Il tourna le regard vers le type qui venait de l’interpeler. Un noir, plutôt grand, fringué genre reggae. Mista Flagaman arborait des tresses décorées de minuscules coquillages peints de toutes sortes de couleurs, lui conférant l’air le plus ridicule du monde.

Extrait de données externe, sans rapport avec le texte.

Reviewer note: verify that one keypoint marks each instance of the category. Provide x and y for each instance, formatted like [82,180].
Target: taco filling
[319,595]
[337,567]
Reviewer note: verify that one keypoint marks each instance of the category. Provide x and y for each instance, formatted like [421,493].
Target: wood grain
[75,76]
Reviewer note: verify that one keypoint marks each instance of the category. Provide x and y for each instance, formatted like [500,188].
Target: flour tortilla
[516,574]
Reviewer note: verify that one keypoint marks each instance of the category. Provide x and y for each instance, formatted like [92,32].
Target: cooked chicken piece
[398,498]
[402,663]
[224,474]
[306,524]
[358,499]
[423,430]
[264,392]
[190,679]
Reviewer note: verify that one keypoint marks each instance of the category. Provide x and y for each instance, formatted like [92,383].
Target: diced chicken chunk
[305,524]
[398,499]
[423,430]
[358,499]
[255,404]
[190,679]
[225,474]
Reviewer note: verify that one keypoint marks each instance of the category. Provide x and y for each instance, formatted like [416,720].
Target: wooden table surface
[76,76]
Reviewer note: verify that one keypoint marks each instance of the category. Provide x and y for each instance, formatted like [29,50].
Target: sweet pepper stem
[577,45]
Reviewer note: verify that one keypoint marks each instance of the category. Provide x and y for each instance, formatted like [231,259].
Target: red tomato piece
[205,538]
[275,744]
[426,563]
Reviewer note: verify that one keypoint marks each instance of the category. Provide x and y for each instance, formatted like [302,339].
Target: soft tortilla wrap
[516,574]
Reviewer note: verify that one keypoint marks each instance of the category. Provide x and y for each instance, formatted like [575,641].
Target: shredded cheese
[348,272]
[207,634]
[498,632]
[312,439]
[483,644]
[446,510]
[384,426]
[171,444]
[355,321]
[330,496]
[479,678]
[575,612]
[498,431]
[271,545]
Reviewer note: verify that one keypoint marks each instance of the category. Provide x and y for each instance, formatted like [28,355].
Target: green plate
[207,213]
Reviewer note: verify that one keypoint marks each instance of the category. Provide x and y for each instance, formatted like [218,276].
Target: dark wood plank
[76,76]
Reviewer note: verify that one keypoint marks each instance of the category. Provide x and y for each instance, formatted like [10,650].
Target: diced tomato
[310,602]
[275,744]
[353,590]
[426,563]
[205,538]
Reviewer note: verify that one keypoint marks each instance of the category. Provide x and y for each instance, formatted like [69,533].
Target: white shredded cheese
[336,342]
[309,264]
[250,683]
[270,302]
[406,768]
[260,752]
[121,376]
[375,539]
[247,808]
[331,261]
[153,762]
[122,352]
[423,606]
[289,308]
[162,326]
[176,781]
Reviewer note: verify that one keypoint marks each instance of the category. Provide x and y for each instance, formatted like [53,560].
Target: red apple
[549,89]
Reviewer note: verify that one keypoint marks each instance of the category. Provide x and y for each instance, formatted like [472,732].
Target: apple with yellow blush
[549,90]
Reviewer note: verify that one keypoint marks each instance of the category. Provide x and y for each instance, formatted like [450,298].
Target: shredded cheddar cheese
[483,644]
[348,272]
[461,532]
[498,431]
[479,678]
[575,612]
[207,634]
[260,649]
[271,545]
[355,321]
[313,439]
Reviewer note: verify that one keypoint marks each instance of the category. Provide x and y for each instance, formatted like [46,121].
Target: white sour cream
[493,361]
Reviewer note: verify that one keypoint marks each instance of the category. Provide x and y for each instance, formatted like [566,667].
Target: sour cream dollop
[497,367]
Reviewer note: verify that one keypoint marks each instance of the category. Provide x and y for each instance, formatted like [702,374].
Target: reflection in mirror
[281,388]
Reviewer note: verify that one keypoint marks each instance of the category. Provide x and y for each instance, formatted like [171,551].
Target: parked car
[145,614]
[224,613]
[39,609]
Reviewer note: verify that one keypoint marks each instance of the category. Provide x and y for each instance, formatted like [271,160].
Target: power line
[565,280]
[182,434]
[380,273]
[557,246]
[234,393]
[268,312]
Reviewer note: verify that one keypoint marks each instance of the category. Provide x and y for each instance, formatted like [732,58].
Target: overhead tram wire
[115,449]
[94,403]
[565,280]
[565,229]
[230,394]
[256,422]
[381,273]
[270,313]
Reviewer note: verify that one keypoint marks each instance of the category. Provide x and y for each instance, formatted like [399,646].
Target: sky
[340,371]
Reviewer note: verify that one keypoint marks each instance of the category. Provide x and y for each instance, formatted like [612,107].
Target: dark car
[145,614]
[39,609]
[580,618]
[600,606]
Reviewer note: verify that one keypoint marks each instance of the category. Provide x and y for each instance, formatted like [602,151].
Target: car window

                Francis se leva. Dans la famille Dufresne, on n’aimait pas trop les étrangers. Il fit mine de passer à côté du type sans le regarder. Il ne voulait pas avoir d’emmerdes, surtout qu’il était saoul. Il se connaissait. Quand il avait trop bu, il pouvait devenir mauvais. Il prit la direction de la sortie, traversant la foule qui se déhanchait sur un air bien trop rythmé pour être dansé. Arrivé dehors, il sortit une cigarette et l’alluma.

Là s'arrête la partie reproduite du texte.